Dolly Parton chronicles every treasured memory, every taste, sight, smell, and adventure in her Sevier County, Tennessee youth. Every spin of her CDs or vinyl albums takes listeners back to the days of simple joys and the value of love, courage, and faith over anything that comes from a store. Norma Jean grew up in Oklahoma, but like Dolly, she already was a star before age 12.
Whereas Dolly Parton opts for the sparkle, “the gaud” and the brilliant colors in her stage costumes, one look at Norma Jean lets anyone know that she never minds fitting in with the band. Beasler frequently added her warm tones to “Foggy Mountain Top” with the Wagonmasters. Similarly, Dolly and Norma adored Kitty Wells Parton’s lofty blonde hair takes a departure from Norma Jean’s simple brown coif. Nonetheless, both ladies. One of the photos Parton most treasures is of herself and the “It Wasn’t God Who Made Honky Tonk Angels” legend beaming face to face.
By fate or divine country music Providence, Dolly Parton, and Norma Jean Beasler share January birthdays and both dedicated artists spent seven years with the same boss, Porter Wagoner, counting 1961 when Norma Jean joined the show. Although no artist equals Dolly Parton’s Guinness World Record success, Beasler recorded 20 albums for RCA and received two Grammy nominations for her contribution to her genre.
Porter and Dolly make peace
As it happens, Dolly Parton and Porter Wagoner made perfect harmony singing duets on the tour bus, where the atmosphere isn’t always pleasant. Ultimately, the host decides to feature duets as his way to introduce his talented new artist, much more than a singer, to the audience. In a relatively short time, Dolly Parton wins over viewers and her in-person audience with her gifted writing, singing, and infectious spirit.
Dolly Parton signed on to stay five years with Porter Wagoner. In the end, she stayed for seven and the tensions between the two took a toll. The “Coat of Many Colors” artist fully realizes that she has more artistic colors than simply a girl singer. She offers “I Will Always Love You” as her parting gift to Porter. He cries while listening to the longing ballad, but still asks to produce it. Dolly Parton agrees, and at last, she is free to let herself shine.

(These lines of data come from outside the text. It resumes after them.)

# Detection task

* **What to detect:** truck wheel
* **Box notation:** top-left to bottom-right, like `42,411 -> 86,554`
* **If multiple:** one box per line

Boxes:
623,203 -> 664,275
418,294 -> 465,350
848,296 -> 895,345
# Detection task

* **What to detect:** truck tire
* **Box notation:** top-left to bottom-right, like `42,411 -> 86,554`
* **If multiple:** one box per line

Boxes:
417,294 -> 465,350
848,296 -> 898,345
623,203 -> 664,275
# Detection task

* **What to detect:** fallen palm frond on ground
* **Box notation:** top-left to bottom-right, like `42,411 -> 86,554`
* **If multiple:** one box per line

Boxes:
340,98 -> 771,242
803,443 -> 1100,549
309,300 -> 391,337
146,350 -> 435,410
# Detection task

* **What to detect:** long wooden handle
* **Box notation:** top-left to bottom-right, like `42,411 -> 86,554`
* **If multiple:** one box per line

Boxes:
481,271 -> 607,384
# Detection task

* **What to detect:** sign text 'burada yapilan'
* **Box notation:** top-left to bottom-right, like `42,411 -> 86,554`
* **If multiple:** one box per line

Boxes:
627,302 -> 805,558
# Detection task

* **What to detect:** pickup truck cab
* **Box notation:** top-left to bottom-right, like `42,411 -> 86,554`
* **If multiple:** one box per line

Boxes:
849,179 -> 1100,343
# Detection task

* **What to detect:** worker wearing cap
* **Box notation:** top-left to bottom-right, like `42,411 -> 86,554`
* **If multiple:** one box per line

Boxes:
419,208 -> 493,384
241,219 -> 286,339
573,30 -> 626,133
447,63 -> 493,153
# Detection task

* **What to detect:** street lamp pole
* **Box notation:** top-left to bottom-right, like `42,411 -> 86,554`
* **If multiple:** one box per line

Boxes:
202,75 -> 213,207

Putting aside the brooding feuds, a lawsuit, and any lingering angst, Dolly Parton came to Porter Wagoner in his last days.
“I was with Porter when he was dying,” Dolly Parton speaks of 2007. “I forgave him and I thanked him for all the opportunities he gave me. Just as with her ageless songs, “I wanted him to know exactly how I felt,” Dolly stresses. An open heart knows how to set things right.